Query Shutdown

Author: Yahor Yuzefovich

Introduction

This document aims to explain the protocol for shutting down the distributed query execution in CockroachDB. It covers both cases when the query completes successfully (it has returned all necessary rows to the client) and when the query is canceled for any reason (an error is encountered, a node crashed, the statement timeout is reached, etc). CockroachDB has two execution engines that use different components for the distributed execution, and this document describes both in some details; however, both engines utilize the same FlowStream RPC to communicate between different CockroachDB nodes, and this RPC is covered first. Additionally, this document points out how all goroutines that power all the necessary infrastructure are being accounted for.

Quick note is that the common FlowStream RPC section doesn't contain many code pointers since two execution engines use different components; instead, that section should be read as an abstract in order to get the general understanding of the control flow. Once the general idea is obtained, the reader is encouraged to dive into the corresponding section for the execution engine of their interest where many code pointers can serve as a guide for the details.

FlowStream RPC

In order to communicate the intermediate results of the query evaluation between different CockroachDB nodes, the FlowStream RPC is used. The RPC is initiated by the producer (the outbox, the "client" from the perspective of the RPC) that wants to push those intermediate results to the consumer (the inbox, the "server" from the perspective of the RPC). Thus, FlowStream RPC sets up a bi-directional gRPC stream between two nodes.

Outbox Side

Each outbox runs in a separate goroutine that is instantiated on the flow setup. After getting the client-side of the gRPC stream by calling FlowStream, the outbox spins up another "watchdog" goroutine to "watch" the stream.

The main goroutine is responsible for Sending data to the consumer until there is no more data to send (i.e. the outbox tree has been fully exhausted) or until the drain is requested by the consumer. In the end, the outbox calls CloseSend on the stream to notify the consumer that all data has already been pushed.

Additionally, any error if encountered when performing Send is examined

if it is io.EOF, it indicates that the FlowStream RPC was completed gracefully
if it is non-io.EOF, then the RPC was completed ungracefully.

The "graceful" termination means that the consumer doesn't need any more data from the outbox (because it has satisfied its LIMIT, etc), and the query as a whole is still being executed successfully. The "ungraceful" termination though indicates that some unrecoverable error has been encountered, so the whole query should be shutdown as quickly as possible, and it is achieved by the outbox canceling the context of the whole flow.

The "watchdog" goroutine is responsible for Recving signals from the consumer. The consumer sends a handshake message (which is basically ignored by the outbox) and can also ask the outbox to drain (by sending the corresponding message). Once drain is requested, the outbox collects all available metadata, pushes it to the inbox, and then performs CloseSend.

Note that the "watchdog" goroutine exits only after receiving an error from the stream. Because the outbox is the client of the RPC, it cannot unilaterally close it, and by calling CloseSend it advises the server to complete the RPC call. The error encountered on Recving is examined in the similar manner as when Sending.

Inbox Side

On the inbox side, the stream is also utilized by two goroutines: the "stream handler" and the "reader".

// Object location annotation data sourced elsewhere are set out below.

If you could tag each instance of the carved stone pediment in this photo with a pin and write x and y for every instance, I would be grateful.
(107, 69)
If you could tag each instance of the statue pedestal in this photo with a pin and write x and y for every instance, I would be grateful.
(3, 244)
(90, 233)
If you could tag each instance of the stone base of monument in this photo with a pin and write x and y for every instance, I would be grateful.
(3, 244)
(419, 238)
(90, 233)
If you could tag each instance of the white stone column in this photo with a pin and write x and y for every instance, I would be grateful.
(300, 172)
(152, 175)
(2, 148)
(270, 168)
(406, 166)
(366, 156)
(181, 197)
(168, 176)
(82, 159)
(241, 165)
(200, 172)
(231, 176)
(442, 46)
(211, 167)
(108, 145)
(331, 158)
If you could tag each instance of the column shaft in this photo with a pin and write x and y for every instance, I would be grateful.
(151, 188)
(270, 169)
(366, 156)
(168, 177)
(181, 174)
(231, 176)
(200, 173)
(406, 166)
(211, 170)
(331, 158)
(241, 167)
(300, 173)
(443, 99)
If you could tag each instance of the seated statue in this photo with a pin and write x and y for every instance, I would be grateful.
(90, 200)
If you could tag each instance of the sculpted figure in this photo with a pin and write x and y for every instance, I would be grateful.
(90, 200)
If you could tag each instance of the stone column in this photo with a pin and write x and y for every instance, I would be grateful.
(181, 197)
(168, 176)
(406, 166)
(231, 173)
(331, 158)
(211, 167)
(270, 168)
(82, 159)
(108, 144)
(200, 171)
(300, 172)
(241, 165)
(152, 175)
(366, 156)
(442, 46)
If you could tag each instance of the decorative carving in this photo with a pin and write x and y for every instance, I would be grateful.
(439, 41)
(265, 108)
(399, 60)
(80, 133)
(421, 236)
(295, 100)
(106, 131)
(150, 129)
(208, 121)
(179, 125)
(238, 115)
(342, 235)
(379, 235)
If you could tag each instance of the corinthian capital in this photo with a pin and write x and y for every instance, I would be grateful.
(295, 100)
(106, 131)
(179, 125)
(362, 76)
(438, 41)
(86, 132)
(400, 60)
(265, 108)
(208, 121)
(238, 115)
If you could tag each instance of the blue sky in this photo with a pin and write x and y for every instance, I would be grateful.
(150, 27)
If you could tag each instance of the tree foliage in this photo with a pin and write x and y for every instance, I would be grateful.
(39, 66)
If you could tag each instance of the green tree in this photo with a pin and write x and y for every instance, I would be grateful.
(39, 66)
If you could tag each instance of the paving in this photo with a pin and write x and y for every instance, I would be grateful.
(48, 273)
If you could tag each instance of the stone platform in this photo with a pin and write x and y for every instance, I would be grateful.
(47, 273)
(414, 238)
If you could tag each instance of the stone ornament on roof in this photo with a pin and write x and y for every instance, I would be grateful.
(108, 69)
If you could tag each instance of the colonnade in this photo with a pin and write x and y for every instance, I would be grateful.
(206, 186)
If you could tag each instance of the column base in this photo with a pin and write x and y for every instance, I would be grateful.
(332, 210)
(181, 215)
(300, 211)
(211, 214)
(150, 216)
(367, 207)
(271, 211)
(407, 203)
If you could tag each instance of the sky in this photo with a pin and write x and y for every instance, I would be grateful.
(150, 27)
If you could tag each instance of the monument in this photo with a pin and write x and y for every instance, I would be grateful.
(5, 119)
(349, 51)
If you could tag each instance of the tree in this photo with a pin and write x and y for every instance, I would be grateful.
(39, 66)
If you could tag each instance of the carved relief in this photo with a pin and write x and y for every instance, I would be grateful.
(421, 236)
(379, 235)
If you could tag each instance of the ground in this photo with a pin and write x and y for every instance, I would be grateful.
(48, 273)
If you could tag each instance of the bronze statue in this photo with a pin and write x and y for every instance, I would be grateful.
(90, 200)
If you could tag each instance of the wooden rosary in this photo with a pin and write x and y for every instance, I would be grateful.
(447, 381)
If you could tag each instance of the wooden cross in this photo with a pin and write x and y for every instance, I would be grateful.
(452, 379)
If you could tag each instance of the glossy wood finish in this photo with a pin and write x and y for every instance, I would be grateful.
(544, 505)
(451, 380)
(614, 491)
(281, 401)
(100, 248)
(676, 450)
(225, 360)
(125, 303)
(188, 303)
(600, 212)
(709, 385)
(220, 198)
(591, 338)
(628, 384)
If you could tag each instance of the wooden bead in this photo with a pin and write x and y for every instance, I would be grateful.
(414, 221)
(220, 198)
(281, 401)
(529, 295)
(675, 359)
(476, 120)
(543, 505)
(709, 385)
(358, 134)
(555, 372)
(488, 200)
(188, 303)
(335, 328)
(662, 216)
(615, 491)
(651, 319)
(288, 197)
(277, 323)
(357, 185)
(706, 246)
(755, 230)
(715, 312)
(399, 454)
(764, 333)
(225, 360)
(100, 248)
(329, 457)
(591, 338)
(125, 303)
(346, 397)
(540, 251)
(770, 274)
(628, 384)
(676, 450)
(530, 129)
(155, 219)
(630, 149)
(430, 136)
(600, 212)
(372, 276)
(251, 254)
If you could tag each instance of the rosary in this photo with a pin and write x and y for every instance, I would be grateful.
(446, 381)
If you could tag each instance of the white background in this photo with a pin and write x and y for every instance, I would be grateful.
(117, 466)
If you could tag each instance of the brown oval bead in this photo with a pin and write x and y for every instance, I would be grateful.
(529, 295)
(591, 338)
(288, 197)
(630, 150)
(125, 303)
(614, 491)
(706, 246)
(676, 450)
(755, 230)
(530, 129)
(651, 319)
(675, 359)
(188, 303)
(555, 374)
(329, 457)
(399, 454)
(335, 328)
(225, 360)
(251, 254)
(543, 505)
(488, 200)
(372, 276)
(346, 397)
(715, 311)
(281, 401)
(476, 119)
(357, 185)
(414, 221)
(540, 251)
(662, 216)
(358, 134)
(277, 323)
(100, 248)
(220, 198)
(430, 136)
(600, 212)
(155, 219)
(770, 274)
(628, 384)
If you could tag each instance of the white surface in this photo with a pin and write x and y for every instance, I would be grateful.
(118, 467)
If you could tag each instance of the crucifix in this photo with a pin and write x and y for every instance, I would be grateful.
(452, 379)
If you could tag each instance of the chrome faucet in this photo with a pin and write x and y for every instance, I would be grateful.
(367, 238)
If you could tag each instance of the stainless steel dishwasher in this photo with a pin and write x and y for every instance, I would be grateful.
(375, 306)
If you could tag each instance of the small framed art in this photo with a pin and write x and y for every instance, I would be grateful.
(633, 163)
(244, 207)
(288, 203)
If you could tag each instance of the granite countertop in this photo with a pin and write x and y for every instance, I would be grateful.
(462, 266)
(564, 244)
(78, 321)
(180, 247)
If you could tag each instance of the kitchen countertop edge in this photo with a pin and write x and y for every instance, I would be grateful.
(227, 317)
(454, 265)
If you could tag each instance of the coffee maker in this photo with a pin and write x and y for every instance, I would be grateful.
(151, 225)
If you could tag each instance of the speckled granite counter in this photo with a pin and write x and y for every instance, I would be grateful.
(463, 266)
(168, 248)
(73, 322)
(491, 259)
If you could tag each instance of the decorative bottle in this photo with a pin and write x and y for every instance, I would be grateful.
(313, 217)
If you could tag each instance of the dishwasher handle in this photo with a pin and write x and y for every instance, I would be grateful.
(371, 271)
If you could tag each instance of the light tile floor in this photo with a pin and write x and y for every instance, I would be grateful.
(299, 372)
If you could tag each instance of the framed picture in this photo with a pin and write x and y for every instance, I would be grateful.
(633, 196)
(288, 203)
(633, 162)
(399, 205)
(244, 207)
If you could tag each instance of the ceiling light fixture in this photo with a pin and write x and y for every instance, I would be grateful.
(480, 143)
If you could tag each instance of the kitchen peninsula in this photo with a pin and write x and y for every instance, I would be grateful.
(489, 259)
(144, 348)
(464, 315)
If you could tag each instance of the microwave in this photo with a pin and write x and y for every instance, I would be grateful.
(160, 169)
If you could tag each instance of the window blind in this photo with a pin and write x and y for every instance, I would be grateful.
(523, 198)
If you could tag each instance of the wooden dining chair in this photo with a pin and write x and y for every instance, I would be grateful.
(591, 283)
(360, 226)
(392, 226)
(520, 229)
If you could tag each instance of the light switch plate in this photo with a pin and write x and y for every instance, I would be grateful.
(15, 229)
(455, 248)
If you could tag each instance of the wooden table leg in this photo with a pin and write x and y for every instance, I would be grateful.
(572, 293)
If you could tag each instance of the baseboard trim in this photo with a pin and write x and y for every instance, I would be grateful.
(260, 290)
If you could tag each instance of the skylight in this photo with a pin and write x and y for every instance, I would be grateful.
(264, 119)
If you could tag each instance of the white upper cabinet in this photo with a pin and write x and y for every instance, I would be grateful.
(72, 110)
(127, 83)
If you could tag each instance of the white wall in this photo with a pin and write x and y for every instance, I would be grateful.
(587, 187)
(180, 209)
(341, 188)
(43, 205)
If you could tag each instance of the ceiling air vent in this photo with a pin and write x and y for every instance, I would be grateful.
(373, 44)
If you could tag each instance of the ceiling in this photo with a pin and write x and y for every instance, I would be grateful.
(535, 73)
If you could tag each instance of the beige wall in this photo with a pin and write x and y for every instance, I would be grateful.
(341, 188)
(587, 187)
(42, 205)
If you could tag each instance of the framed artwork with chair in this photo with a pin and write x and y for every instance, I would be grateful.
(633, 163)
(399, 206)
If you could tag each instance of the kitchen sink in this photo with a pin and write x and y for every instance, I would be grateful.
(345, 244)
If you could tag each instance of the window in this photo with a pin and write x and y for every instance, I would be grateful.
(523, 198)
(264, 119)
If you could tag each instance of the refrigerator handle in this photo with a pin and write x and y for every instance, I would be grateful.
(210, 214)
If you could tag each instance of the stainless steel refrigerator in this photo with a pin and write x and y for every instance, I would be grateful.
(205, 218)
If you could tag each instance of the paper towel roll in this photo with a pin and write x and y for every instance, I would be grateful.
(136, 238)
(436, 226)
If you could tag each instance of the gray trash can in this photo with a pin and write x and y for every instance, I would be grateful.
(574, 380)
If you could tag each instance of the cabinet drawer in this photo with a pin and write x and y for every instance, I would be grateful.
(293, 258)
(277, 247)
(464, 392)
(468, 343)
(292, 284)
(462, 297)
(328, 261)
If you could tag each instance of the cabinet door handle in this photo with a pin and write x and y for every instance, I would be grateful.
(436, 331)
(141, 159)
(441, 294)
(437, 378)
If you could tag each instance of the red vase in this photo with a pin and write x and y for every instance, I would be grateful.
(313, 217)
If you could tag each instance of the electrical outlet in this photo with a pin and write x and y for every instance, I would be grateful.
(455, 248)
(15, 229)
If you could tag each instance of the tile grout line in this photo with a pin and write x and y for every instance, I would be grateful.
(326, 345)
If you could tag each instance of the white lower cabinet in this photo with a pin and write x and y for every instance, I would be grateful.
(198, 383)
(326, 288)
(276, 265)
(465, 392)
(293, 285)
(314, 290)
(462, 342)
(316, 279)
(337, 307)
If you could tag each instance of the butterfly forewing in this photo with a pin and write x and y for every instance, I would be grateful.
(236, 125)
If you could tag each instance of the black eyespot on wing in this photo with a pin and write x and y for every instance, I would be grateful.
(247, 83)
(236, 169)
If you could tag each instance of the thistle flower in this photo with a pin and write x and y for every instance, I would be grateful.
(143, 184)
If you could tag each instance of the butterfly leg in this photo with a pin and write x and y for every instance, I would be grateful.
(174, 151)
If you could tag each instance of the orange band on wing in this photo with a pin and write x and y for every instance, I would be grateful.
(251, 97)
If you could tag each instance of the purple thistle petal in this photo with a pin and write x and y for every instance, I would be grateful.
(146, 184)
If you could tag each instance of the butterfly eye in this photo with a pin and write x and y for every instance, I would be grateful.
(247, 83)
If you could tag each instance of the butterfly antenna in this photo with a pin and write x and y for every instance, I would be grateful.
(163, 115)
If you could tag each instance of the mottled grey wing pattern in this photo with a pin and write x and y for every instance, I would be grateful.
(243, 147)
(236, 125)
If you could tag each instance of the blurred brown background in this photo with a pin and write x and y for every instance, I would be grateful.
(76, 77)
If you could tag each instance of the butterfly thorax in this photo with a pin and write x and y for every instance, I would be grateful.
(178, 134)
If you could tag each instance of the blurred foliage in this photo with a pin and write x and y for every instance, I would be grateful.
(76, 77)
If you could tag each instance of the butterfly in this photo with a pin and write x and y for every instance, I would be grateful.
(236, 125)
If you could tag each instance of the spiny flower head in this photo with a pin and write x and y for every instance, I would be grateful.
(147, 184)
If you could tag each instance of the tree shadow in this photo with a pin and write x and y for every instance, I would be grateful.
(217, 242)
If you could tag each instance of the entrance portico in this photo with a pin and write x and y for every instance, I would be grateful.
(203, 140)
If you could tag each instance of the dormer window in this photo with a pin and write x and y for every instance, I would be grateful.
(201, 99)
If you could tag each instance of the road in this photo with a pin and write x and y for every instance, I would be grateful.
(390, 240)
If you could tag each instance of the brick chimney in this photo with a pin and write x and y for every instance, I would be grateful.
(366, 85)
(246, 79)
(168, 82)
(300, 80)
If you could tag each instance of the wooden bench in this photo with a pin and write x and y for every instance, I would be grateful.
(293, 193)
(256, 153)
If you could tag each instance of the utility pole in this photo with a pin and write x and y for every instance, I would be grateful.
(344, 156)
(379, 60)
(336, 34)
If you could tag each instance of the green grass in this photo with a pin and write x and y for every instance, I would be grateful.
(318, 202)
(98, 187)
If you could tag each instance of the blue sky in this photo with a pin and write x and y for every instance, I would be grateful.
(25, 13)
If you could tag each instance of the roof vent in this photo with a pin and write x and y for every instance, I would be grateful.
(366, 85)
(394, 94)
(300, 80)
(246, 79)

The stream handler goroutine is spun up by the gRPC to perform FlowStream RPC that was issued by the outbox side. All stream handler goroutines are tracked by the wait group of the flow (the setup is done in StartInternal). These goroutines first wait for the flow (that contains their reader) to arrive in ConnectInboundStream (with the timeout of sql.distsql.flow_stream_timeout, 10 seconds by default), and then block until either the flow context is canceled or their reader tells the stream handler to exit.

Importantly, the error (or nil) returned by flowinfra.InboundStreamHandler.Run becomes the result of the FlowStream RPC call overall. In other words, this is what the "watchdog" goroutine of the outbox side will Recv last. Each stream handler goroutine is released from the wait group of the flow when it exits from the Run method.

The reader goroutine is responsible for both Recving the data produced by the outbox and for Sending signals (like a drain request) to the producer. See the corresponding section for details on when this goroutine is created since it differs between the execution engines.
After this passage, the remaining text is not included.